The future of Power Management - together with Activities

Thomas Zander zander at kde.org
Sun Oct 2 10:07:29 BST 2011


> I mean, the profile can be changed by switching Activities, so what is the
> technical reason it cannot be done by the user directly? The reason I'm
> concerned is that it takes concepts (power management policy, current
> Activity) which, although related, are orthogonal and then artificially
> combines them.

As I understand the reasons for all those questions is the same; its a natural 
fit.
I'm not sure why you wrote they are orthogonal as the two concepts are 
perfectly in line as far as I can tell.

I've always had a slightly different take on activities, one that has not 
really been advertised as such, maybe my view may make the relation between 
power profiles and activities a bit more clear.

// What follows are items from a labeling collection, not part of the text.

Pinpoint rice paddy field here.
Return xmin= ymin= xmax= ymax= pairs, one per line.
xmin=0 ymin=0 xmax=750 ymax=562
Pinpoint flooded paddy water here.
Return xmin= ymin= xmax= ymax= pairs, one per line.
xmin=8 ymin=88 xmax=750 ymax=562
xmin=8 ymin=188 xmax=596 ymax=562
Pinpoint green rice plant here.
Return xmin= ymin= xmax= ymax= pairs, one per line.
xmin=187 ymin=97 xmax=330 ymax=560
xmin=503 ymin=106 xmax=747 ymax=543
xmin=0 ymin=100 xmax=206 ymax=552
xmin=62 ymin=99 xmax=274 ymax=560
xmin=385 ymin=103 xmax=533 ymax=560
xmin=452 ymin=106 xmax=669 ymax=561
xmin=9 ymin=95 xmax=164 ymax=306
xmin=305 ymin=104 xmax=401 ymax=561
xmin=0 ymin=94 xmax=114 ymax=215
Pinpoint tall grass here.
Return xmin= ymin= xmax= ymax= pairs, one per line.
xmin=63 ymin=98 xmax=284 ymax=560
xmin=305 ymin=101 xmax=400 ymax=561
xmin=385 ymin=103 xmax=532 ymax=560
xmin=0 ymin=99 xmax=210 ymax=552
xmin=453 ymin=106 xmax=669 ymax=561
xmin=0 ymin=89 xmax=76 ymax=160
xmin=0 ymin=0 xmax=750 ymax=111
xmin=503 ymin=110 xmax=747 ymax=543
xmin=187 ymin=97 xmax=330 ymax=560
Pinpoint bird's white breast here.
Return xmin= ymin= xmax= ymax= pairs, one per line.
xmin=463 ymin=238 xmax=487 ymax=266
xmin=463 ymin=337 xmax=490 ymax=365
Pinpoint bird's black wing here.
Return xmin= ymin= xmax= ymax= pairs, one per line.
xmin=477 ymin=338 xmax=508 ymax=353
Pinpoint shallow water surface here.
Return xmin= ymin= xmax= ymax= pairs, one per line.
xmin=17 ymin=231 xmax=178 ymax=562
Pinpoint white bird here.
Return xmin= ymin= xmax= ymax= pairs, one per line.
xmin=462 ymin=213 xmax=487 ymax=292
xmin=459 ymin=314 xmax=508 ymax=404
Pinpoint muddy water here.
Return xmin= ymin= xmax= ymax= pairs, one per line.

In KDE we reached a point where various technologies needed to 'guess' what 
the user was doing.  You can see this go back as far as the kde3 app that 
allowed you to register how much time you spent on some tasks. Excellent 
tool  for consultants ;) It had a setting that started/stopped the clock based 
on the virtual desktop.
Later we got nepomuk which makes different relations and data structures 
based on some settings.
We got an offline mode in kdepim. Which later evolved into an offline mode in 
the network manager, which later evolved into the offline mode in solid.
We have power-management profiles.
There is a way for apps to say they are in 'presentation mode' so the 
screensaver doesn't kick in.  

All these settings *can* be managed individually, but you probably know that 
most users don't want do make those settings manually, everytime something 
changes.
Anyone that is in a company with plenty of meetings knows that people don't 
turn off their screensaver or their ICQ/jabber when doing a presentation.

So the way I see activities is that you can map a lot of those settings that 
are frankly all over the place onto a real-world activity.
Plasma added a nice user interface for it and things suddenly became more 
consistent.

So to go back to the initial point, in my view the power management and the 
activities concept are not at all orthogonal, its a natural evolution.